Hi. Due to the bad weather lately I'm washing my car a lot more. Only problem is that I keep getting water marks web it's dry. I normally try to chamois it off but don't always have the time, does anyone know of a good wash n wax that prevents water marks? I know it may sound lazy but worth a shot.

Wayne.


----------



## JAMason (Dec 13, 2011)

waynett said:


> Hi. Due to the bad weather lately I'm washing my car a lot more. Only problem is that I keep getting water marks web it's dry. I normally try to chamois it off but don't always have the time, does anyone know of a good wash n wax that prevents water marks? I know it may sound lazy but worth a shot.
> 
> Wayne.


I can spend hours and hours detailing a car! Simplest way to get water marks off is a polish then wax. I use "autoglym super resin polish" applied with a warm microfiber cloth and then rubbed in/off with a separate fresh clean microfiber, i find that removes any water marks and brings a nice shine to the paint. it also hides any scratches very well!

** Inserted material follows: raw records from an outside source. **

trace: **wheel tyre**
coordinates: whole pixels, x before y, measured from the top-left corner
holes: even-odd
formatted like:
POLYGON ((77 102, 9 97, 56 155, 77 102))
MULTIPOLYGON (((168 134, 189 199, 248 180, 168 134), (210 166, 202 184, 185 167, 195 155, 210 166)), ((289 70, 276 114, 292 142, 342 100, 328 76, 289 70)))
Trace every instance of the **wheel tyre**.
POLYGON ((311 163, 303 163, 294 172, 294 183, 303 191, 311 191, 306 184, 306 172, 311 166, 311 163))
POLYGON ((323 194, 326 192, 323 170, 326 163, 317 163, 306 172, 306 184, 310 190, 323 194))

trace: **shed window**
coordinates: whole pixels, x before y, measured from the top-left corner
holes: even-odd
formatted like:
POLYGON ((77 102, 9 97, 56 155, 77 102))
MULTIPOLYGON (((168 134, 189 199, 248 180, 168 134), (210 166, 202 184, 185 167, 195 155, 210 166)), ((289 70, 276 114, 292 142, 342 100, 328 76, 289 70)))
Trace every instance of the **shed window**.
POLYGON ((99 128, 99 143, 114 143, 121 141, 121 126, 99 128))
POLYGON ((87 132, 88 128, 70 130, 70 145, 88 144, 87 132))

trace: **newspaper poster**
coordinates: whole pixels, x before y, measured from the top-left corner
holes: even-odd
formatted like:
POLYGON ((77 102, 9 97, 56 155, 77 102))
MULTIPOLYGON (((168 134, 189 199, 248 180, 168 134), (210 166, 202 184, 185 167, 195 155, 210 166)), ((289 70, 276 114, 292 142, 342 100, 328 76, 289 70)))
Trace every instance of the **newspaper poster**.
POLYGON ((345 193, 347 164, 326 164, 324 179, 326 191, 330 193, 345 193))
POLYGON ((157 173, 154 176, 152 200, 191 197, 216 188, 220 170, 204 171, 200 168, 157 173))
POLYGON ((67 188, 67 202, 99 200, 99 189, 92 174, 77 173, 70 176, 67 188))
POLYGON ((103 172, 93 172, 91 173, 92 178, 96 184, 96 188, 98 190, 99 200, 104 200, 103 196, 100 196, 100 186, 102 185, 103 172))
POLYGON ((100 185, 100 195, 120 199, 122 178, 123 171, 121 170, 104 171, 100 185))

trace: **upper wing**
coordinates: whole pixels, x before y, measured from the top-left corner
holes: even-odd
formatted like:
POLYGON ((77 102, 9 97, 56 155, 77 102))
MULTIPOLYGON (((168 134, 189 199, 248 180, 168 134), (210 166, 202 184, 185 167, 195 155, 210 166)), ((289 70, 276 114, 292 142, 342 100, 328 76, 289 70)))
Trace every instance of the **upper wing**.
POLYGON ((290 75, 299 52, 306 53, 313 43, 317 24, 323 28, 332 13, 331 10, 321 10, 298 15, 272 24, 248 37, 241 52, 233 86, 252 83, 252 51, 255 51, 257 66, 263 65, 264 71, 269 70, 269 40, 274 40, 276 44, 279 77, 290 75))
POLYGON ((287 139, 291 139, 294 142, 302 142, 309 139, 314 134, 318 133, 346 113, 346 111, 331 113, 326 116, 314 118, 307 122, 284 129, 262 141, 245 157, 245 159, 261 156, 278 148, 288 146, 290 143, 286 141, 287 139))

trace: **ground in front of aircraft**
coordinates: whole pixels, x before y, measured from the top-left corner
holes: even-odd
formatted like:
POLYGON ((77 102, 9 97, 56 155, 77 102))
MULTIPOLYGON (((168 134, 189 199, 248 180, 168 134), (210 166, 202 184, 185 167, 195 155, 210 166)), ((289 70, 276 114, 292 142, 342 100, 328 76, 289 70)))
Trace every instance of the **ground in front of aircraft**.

Then add a wax. Dodo Juice is a good one to use!  2 or 3 layers will do it well!

Jack


----------



## ross_cj250 (Mar 1, 2008)

You could try Demon Shine...don't believe the bit about not needing to wax the car, but it does make drying much easier and quicker...and it's cheap!

HTH


----------



## Guzi (Jun 13, 2010)

waynett said:


> Hi. Due to the bad weather lately I'm washing my car a lot more. Only problem is that I keep getting water marks web it's dry. I normally try to chamois it off but don't always have the time, does anyone know of a good wash n wax that prevents water marks? I know it may sound lazy but worth a shot.
> 
> Wayne.


ditch the chamois and buy one of these, can't beleive i went soo long without one.

http://www.elitecarcare.co.uk/elite-xl- ... p?cPath=64


----------



## TTMBTT (Jul 22, 2010)

Guzi said:


> waynett said:
> 
> 
> > Hi. Due to the bad weather lately I'm washing my car a lot more. Only problem is that I keep getting water marks web it's dry. I normally try to chamois it off but don't always have the time, does anyone know of a good wash n wax that prevents water marks? I know it may sound lazy but worth a shot.
> ...


+1, would not go back to using chamois after buying one of the above, so quick & easy.


----------



## TheMetalMan0 (Jun 30, 2009)

TTMBTT said:


> Guzi said:
> 
> 
> > waynett said:
> ...


Another vote for these - they're awesome!


----------



## IC_HOTT (May 29, 2010)

or this one, a lot cheaper and its been brilliant

- check out amazon for prices

http://www.autoexpress.co.uk/products/p ... towel.html


----------